3414425A Wild-Goose Chase — "Nothing Unless Good"Edwin Balmer

CHAPTER XXII

"NOTHING UNLESS GOOD"

PRICE LATHAM was dead; and of the dead, says the adage, let nothing unless good be spoken. The adage rules—and should rule—those who return from the Arctic if it rules no others. For in the Arctic men are tried as nowhere else, and under the strangest conditions. Therefore, the deeds of the dead man, as told by his companions, were made to conform more closely to the requirements of decency and of honour than to the facts.

Accordingly it has been related in those records read by slippered people warm between their radiators and blazing log fires that Price Latham, the sportsman who led the Viborg party into the North, gave his life in a desperate attempt to reach the Canadian exploration ship Kadiack to bring relief to his starving companions. He died of exposure and exhaustion after suffering an accident. It added to his honour, rather than detracted from it, that when he set out on his lonely journey he must have supposed the ship to be many hundreds of miles away.

The news of Price Latham's death and the safety of the rest of the Viborg party, together with the news of the death of Ian Thomas and the return of Hedon, were telegraphed from Alaska early in August, when the Kadiack, with Hedon and the seven from the Viborg, reached Nome, after having been freed from the ice below Victoria Island in June.

Before the end of August, therefore, Geoff and his sister reached home; Eric came with them. Since Geoff and Margaret had given up their apartment before leaving for the Viborg, they now went to Mrs. Thomas' where Eric was invited also. He delayed there long enough to relate to Mrs. Thomas what he could of her husband's last year; then Eric went east to report to the society which had sent him to the Arctic. Margaret remained at the Thomas home. There she received Eric's telegram from Washington telling her of his appointment to a permanent position on the staff of the Smithsonian Institution with a salary which would be more than Margaret and he would need; and immediately after sending his news, he returned to her.

So in the same room in which he and Margaret met, they were married. On the days after the wedding, which was with few witnesses besides Koehler and McNeal and Brunton, Geoff moved down to the club to his rooms there. The suite assigned him was the one which, till the year before, had been Price Latham's; and after moving in Geoff lay in the window seat thinking of himself as he was the last time he lounged there and as he was now.

The newspapers were brought to his door and idly he opened them. Margaret's marriage, of course, had given the papers opportunity to review the stories of the Aurora and the Viborg. Besides the large picture of Margaret there was a small sketch of Hedon and a list of his explorations and scientific achievements. Mention was also made of new evidence found by him that descendants of the lost Greenland people still survive among the Eskimo tribes of the American Arctic, as other explorers had suggested.

However, he was entirely overshadowed on the page by reviews of the doings of Price Latham—his polo, motoring, golf and racket championships and records; his hunts after big game; finally his noble death under desperate conditions which daunted his companions long accustomed to the Arctic.

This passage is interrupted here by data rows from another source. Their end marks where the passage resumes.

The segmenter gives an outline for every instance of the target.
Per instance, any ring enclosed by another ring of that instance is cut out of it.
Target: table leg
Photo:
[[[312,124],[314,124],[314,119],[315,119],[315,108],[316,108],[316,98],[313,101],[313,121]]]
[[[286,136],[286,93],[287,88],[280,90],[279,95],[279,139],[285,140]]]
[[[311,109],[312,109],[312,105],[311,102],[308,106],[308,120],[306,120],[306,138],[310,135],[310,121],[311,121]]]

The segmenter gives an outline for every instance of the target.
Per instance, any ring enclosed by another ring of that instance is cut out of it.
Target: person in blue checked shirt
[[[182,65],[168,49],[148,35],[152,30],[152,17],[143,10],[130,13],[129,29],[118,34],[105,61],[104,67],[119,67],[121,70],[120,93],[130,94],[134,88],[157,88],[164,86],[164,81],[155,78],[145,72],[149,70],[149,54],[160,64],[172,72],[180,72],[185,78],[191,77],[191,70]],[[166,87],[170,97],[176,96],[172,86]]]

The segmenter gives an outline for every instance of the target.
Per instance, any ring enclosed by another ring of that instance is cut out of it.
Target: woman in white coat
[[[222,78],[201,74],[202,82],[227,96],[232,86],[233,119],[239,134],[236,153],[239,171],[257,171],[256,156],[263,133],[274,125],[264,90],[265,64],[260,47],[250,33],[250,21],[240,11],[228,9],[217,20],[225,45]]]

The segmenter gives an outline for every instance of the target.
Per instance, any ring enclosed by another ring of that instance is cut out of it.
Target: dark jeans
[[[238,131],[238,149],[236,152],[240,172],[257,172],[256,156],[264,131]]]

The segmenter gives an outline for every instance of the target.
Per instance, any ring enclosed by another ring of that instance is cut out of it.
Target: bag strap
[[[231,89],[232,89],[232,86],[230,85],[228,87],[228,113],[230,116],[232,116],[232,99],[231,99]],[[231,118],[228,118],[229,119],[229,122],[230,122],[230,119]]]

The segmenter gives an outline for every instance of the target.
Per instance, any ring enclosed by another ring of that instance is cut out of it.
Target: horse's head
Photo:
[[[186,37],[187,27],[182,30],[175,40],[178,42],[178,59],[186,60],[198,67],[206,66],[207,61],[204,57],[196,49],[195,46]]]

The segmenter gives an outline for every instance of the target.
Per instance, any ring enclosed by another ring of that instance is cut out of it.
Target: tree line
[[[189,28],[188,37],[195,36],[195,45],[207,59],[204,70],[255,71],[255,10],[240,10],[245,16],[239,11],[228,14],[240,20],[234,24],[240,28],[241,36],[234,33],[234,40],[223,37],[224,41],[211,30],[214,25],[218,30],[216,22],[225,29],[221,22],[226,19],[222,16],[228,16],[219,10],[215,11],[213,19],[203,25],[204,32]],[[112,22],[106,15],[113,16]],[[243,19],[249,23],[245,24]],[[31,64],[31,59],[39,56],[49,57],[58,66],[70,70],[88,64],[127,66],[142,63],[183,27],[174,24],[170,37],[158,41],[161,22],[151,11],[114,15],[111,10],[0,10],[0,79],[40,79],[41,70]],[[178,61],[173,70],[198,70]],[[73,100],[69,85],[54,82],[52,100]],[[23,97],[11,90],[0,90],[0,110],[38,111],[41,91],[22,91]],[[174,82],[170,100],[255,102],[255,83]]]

The tone of the newspapers was the same as the tone of the friends who had spoken to Geoff of his sister's wedding. It implied that Margaret could not have known her mind when, before going into the Arctic, she had preferred Hedon to Latham. Further it implied that Margaret must have found out her mistake too late, when there had been nothing for her to do but to marry Hedon.

Geoff crumpled up the papers and threw them on the floor. He looked at his watch and hurried out of the club and down to the railroad station. That afternoon Margaret and Eric were setting off for their honeymoon on Eric's assignment from the Smithsonian Institution to travel through China and Tibet.

Geoff found them and said his hearty good-byes to Eric; and then he took his sister aside.

"Meg," he said, "what I want you to tell me is this: How did you know the difference between Price and Eric before we went into the Arctic?"

"You'll know," his sister said, "when the time comes for you to decide between girls."

He bent and kissed her. "Tell you one thing. If I'm doubtful, I don't marry till the girl goes with me into the Arctic. Good-bye, Meg! Good-bye, Eric, old fellow! Good-bye, both of you together!"